Страница 22 из 34
В воскресенье, когда все семейство еще спало, я пробрался потихоньку через погруженную в сумрак переднюю и выскользнул на улицу, торопясь к семичасовой мессе: в церкви я сел позади всех и, когда мимо меня проходили с кружкой для пожертвований, закрыл лицо руками. Церковь была красивая – строил ее, как я впоследствии узнал, Пьюджин, – в простом готическом стиле; все в ней склоняло к молитве: и витражи, выполненные с большим вкусом, и белый высокий алтарь в глубине, и ряд воздушных арок, придававших величие нефу. Но в то утро, повторяя про себя псалмы, я не находил в них утешения. Когда каноник Рош взошел на кафедру, у меня от страха затряслись колени. А что, если он станет обличать меня, нечестивого отщепенца, у которого недостает храбрости постоять за свою веру. Какое счастье… он заговорил не обо мне! Однако то, о чем он объявил, не менее сильно смутило мой душевный покой. Со следующей недели начинался пост: среда, пятница и суббота объявлялись днями воздержания, в которые запрещалось есть скоромное; Господь будет безжалостен к тем слабым нечестивцам, которые посмеют в эти дни прикоснуться к мясу. Глубоко удрученный, ничего не видя, шел я домой и точно одержимый твердил про себя: «Среда, пятница и суббота». Оскорбить Бога, конечно, очень худо. И все-таки страх не перед Ним, а перед страшным каноником побуждал меня взяться за непосильное дело.
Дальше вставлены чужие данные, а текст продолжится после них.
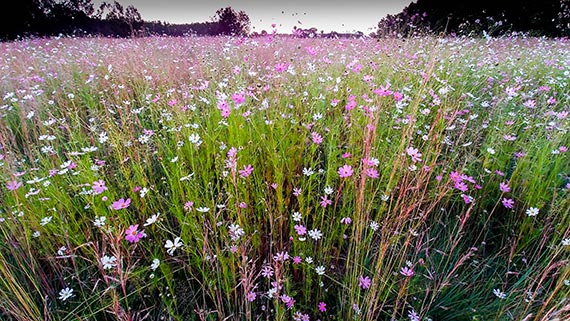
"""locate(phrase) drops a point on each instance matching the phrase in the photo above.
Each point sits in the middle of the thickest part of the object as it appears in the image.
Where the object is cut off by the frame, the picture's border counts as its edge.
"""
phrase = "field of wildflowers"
(284, 179)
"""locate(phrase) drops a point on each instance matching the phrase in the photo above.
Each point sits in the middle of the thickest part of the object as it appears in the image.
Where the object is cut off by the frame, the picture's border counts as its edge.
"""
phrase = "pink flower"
(300, 229)
(414, 153)
(99, 187)
(508, 203)
(325, 201)
(251, 296)
(316, 138)
(121, 204)
(13, 185)
(345, 171)
(406, 271)
(133, 235)
(364, 282)
(246, 171)
(504, 187)
(372, 173)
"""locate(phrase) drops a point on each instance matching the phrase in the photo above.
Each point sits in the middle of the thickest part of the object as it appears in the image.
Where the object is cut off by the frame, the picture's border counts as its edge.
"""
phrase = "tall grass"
(279, 178)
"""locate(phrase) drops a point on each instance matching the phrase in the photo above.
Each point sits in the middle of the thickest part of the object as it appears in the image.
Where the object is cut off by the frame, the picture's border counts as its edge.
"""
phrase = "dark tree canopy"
(546, 17)
(231, 22)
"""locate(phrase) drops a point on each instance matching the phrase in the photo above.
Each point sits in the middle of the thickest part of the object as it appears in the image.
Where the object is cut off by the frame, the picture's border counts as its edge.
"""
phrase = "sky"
(326, 15)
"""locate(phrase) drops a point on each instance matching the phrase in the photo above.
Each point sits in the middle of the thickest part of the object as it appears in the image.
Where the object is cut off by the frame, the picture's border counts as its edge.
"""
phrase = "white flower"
(65, 294)
(152, 219)
(45, 220)
(108, 262)
(500, 294)
(315, 234)
(155, 264)
(172, 246)
(533, 211)
(320, 270)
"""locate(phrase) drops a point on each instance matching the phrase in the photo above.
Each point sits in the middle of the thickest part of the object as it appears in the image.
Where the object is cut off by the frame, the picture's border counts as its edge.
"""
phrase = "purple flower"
(508, 203)
(99, 187)
(364, 282)
(406, 271)
(121, 204)
(133, 235)
(13, 185)
(345, 171)
(246, 171)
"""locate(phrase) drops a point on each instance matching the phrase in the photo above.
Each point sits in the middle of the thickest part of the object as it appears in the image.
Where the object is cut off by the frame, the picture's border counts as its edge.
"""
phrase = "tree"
(231, 22)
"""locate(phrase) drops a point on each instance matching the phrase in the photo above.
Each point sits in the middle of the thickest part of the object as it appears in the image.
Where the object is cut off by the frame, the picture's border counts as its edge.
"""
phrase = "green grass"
(145, 116)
В среду мне повезло. Мама, озабоченная предстоящей стиркой, ничего не заподозрила, когда я еле слышно пробормотал, что не приду в обеденный перерыв домой – мне придется задержаться в школе, чтобы привести в порядок учебники; склонившись над баком, она рассеянно велела мне взять с собой несколько кусочков хлеба с джемом. Но в пятницу, когда я попытался прибегнуть к той же уловке, она приняла это иначе: нет, надо прийти домой и съесть горячий обед, безоговорочным тоном приказала она. На сей раз передо мной была поставлена тарелка с котлетой, после чего мама вышла из кухни с таким видом, который не предвещал ничего хорошего, в случае если по ее возвращении тарелка не будет пуста.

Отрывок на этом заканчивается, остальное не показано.